Most of them had taken Melee Enhancement Tactics to goof off, not to learn how to fight, and I could tell from the nervous looks that several of them were already thinking about dropping the class. Those who were most excited—Enola, in particular, seemed about to burst out of her skin—were giving appraising looks to their potential new professor.
‘You act like you care what they think of you,’ Regis pointed out fairly. ‘The real question is…what the hell are you doing?’
I’ve just found another reason I need to stay as a professor.
I could feel my companion roll his eyes, but no other words were said.
“Now, if our combatants would please enter the ring,” the director announced, standing off to the side to allow a clear view for the students. “Let’s see who is best fit to prepare this class for the Victoriad.”
Drekker and I mounted the raised platform from opposing sides.

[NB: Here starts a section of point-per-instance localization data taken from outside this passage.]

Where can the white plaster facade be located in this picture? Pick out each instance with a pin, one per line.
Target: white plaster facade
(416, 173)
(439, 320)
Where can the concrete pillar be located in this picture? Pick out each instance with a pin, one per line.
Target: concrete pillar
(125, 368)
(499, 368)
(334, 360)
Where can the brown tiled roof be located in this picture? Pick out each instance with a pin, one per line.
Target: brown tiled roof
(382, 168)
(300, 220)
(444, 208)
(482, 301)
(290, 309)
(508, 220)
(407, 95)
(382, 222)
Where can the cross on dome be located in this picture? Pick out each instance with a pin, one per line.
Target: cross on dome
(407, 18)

The man had stopped grinning the moment I walked in the door, but now he was giving me a confident smirk. Making sure I was watching, he quickly shifted between multiple stances, his feet practically dancing across the platform. “Are you a proponent of the Vechorian guard stance or forward basilisk stance?”
Ignoring his question, I take a slow, measured breath, making sure my strength is restrained and I’m in control.

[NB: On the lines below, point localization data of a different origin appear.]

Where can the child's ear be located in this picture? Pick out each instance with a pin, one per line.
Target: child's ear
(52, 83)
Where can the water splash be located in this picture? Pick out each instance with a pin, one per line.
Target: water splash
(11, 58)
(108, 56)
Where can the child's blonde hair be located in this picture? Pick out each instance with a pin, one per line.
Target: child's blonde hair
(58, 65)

Director Ramseyer’s voice rang through the classroom. “Begin.”
Drekker’s feet flickered as his body swayed. I could see him raise his brows in curiosity behind his raised fists. “I implore you to get into a proper stance. Better yet, I give you the first move.”
I nodded as I put strength into my legs. “My apologies, this isn’t personal.”
The length between us disappeared as my fist slammed into my wide-eyed opponent, who was barely able to guard in time. Pivoting forward, I brought my right foot between Drekker’s legs and drove my elbow into the side of his head. Two strikes to the jaw and one to his ear, and Valen’s tutor hits the ground. I pinned one knee down under his collarbone as my other foot locked an arm in place.
My eyes flashed up to the director, waiting for him to call the match. Drekker flailed about, but only succeeded in slamming his forehead into my shin.
“I think that is quite enough, Professor Grey. It would appear there is more to you than I was told.” Director Ramseyer gave his grandson another pointed look. The boy had enough sense to look chagrined.
Releasing Drekker, I got up to my feet and offered him a hand.
Hair disheveled and face already beginning to swell, Valen’s tutor gave me a hard stare before accepting my hand and pulling himself up.
“I might’ve refuted if I thought I had a chance,” he acknowledged meekly.
Allowing a faint smile, I let go of his rough, calloused hand. “You have a strong guard.”
Hopping down from the training platform, I turned my attention to the students. Most were watching with open-mouthed surprise. Mayla beamed at me, while Enola was looking at me with a newfound flicker of respect. Seth, I noticed, wasn’t watching me, but was looking down at his own clenched fists.
Still, it was Valen who surprised me. The highblood boy didn’t sneer or scowl like I might have expected. Instead, he calmly took a seat next to Portrel and Remy, shushing them when they began to whisper frantically, and waited.
I rubbed the back of my neck. “Let’s get started.”